Schermafbeelding 2014-02-15 om 14.42.15Opvallend, eigenzinnig, feministisch. Literatuurwetenschapper Mieke Bal deinsde er nooit voor terug om heilige huisjes omver te trappen of op de lange tenen van collega’s te gaan staan. Van kritiek ligt ze niet wakker. ‘Ik ben altijd goed geweest in discussies.’
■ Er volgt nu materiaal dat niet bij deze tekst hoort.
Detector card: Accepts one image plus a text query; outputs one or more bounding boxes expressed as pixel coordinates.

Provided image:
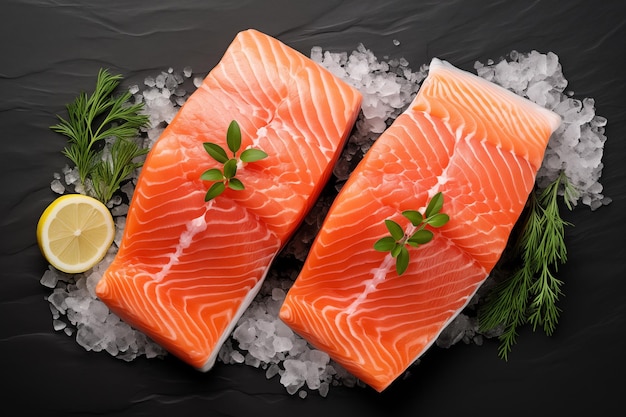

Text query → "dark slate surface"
[1,1,624,416]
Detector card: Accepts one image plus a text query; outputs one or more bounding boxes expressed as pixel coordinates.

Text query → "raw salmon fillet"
[279,58,561,392]
[95,29,362,371]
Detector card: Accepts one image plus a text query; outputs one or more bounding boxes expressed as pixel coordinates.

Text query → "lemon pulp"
[37,194,115,274]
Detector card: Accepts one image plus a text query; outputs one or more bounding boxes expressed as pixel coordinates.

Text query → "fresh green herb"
[374,191,450,275]
[478,172,576,360]
[91,138,148,204]
[201,120,268,201]
[51,68,150,203]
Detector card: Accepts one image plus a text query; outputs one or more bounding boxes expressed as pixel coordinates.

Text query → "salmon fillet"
[279,58,561,392]
[95,29,362,371]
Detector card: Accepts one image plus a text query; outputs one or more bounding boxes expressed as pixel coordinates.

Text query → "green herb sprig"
[478,172,576,360]
[91,138,148,204]
[374,191,450,275]
[201,120,268,201]
[51,68,150,203]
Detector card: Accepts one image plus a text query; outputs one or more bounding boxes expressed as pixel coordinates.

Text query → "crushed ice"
[44,47,609,397]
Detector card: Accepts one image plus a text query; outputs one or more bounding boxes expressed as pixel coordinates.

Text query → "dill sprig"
[374,191,450,275]
[478,172,576,360]
[91,137,149,204]
[51,68,150,203]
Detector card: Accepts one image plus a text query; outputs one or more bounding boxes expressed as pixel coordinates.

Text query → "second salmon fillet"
[279,58,561,392]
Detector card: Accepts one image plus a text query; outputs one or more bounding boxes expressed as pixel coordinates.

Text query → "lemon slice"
[37,194,115,274]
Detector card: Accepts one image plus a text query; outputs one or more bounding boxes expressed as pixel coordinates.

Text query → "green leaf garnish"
[407,229,433,245]
[478,172,575,360]
[373,236,397,252]
[385,219,405,241]
[391,243,404,258]
[401,210,423,226]
[200,168,224,181]
[425,191,444,218]
[205,182,226,201]
[240,148,269,163]
[228,178,245,191]
[227,120,241,155]
[374,191,450,275]
[396,246,410,275]
[426,213,450,227]
[202,120,267,201]
[203,143,229,163]
[223,159,238,179]
[50,68,150,203]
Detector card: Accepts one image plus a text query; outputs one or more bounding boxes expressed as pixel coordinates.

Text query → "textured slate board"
[1,1,624,416]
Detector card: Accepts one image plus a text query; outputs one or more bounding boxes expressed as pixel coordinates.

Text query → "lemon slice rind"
[37,194,115,274]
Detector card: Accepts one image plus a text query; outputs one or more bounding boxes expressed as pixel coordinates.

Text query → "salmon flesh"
[279,58,561,392]
[95,29,362,371]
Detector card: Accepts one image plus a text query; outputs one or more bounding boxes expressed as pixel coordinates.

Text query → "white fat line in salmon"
[153,211,209,282]
[345,255,396,315]
[415,111,457,201]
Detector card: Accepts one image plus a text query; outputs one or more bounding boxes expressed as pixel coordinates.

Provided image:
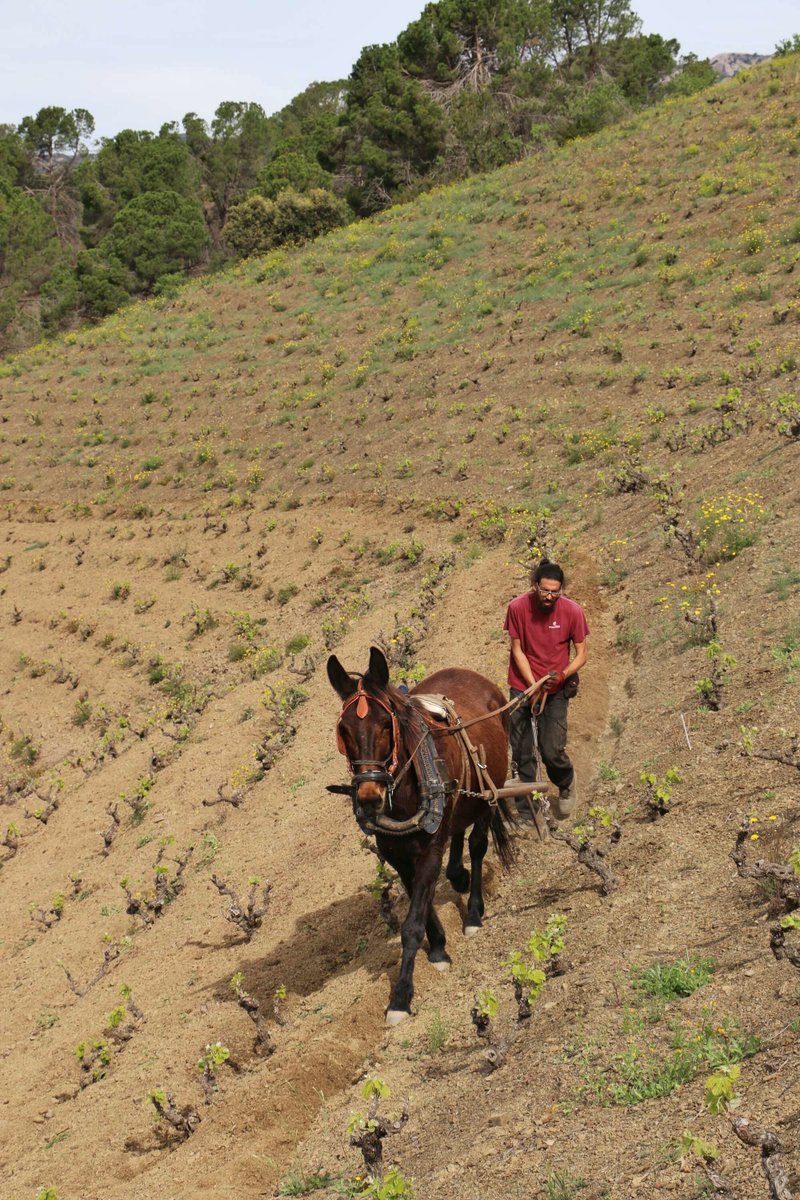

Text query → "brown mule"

‘O, nu ga ik je iets laten zien. Geloof me, het is om te gillen.’ Resoluut springt Mieke Bal (67) halverwege het gesprek op en snelt naar een belendend vertrek. Ze komt terug met een van haar eigen boeken: Femmes Imaginaires – een kritische, feministische lezing van het Oude Testament, verschenen in 1986. Ze legt het boek op tafel, bladert er rap doorheen. ‘Dáár, zie je het?’ Ze wijst naar een ets van Rembrandt, die een tafereel toont van Jozef en de vrouw van Potifar. Als wraak, omdat hij weigert met haar te slapen, beschuldigt zij Jozef er ten onrechte van haar te hebben verkracht. Te zien is hoe de vrouw gefrustreerd met haar handen een van de gordijnen rondom haar bed vasthoudt, precies ter hoogte van het kruis van Jozef. ‘Een hyperbolische penis! Onmiskenbaar. Als je het eenmaal ziet, is het niet te negeren. Mijn broer wees me er destijds op.’ Ze klapt het boek dicht en neemt weer plaats aan de lange tafel in haar kantoor in het Bungehuis. ‘Rembrandts werk zit vol met dat soort geintjes. Is het niet geestig?’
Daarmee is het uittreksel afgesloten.